Entscheidungsstichwort (Thema)

Entstehen der Erledigungsgebühr

 

Orientierungssatz

Hat sich die Tätigkeit des Bevollmächtigten auf die Einlegung und Begründung des Widerspruchs beschränkt, genügt dies nicht, die Erledigungsgebühr entstehen zu lassen. Daneben ist ein qualifiziertes Tätigwerden des Rechtsanwalts erforderlich. Wegen der geforderten anwaltlichen Mitwirkung ist eine über die Begründung hinausgehende Verfahrensförderung mit dem Ziel der Erledigung der Rechtssache erforderlich.

 

Tenor

I. Auf die Berufung der Beklagten wird das Urteil des Sozialgerichts München vom 9. August 2005 aufgehoben und die Klage gegen den Bescheid vom 7. Dezember 2004 in der Fassung des Widerspruchsbescheides vom 11. April 2005 abgewiesen.

II. Außergerichtliche Kosten sind nicht zu erstatten.

III. Die Revision wird zugelassen.

 

Tatbestand

Streitgegenstand ist die Höhe der zu erstattenden Kosten eines Vorverfahrens.

Der Kläger, der bis 31.08.2003 Leistungen der Arbeitsverwaltung bezog, beantragte am 06.10.2004 über seinen Bevollmächtigten wegen einer ab 08.09.2003 festgestellten Arbeitsunfähigkeit Krankengeld. Nach der Kenntnisnahme von der rückwirkenden Aufhebung der Arbeitslosengeldbewilligung ab 30.07.2003 stellte die Beklagte mit Bescheid vom 12.10.2004 fest, ein Krankengeldanspruch habe nur bis 29.07.2003 bestanden.

Dem widersprach der Klägerbevollmächtigte mit Schreiben vom 03.11.2004 mit der Begründung, der Kläger habe zumindest bis zur Einstellung des Leistungsbezugs von Seiten der Arbeitsverwaltung Leistungen erhalten, so dass er am 08.09.2003 pflichtversichert gewesen sei. Dem Widerspruch half die Beklagte am 17.11.2004 durch Anerkennung eines nachgehenden Leistungsanspruchs bis 30.09.2003 ab.

Mit Kostennote vom 24.11.2004 machte der Klägerbevollmächtigte eine Gesamtsumme von 626,40 EUR geltend (Gebühr nach § 3 Rechtsanwaltsvergütungsgesetz - RVG - i.V.m. Nr.2500 Vergütungsverzeichnis RVG - VV RVG - 240,00 EUR, Erledigungsgebühr nach Nr.1005 VV RVG 280,00 EUR, Auslagenpauschale nach Nr.7002 VV RVG 20,00 EUR inklusive Umsatzsteuer).

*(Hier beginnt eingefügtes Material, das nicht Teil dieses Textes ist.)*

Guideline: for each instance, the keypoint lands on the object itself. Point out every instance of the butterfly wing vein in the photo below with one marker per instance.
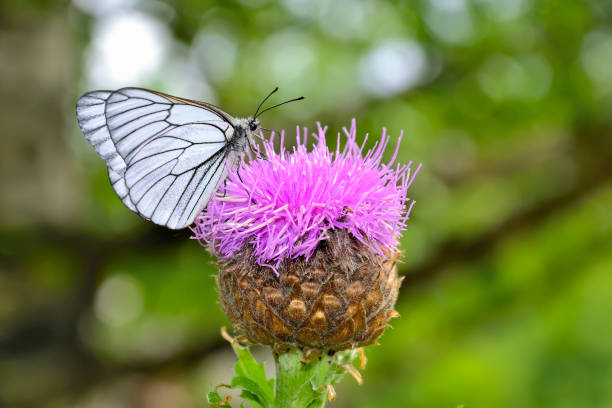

Dem entsprach die Beklagte mit Kostenfestsetzung vom 07.12.2004 in Höhe von 301,60 EUR. Die Erstattung der Erledigungsgebühr lehnte sie ab, da sie dem Widerspruch abgeholfen habe.

Dem widersprach der Klägerbevollmächtigte am 05.01.2005 und machte geltend, durch anwaltliche Mitwirkung sei eine Erledigung eingetreten, ohne dass gerichtliche Hilfe oder eine Entscheidung des Widerspruchsausschusses notwendig wurde. Mit Widerspruchsbescheid vom 11.04.2005 wies die Beklagte den Widerspruch zurück. Die Tätigkeit in Form der Begründung des eingelegten Widerspruchs werde bereits mit der entsprechenden Tätigkeitsgebühr (Geschäftsgebühr) abgegolten. Nur eine darüber hinausgehende besondere Verfahrensförderung des Rechtsanwalts mit dem Ziel der Erledigung der Rechtssache könne eine zusätzliche Erledigungsgebühr begründen. Eine derartige besondere Bemühung der Bevollmächtigten sei vorliegend nicht gegeben gewesen.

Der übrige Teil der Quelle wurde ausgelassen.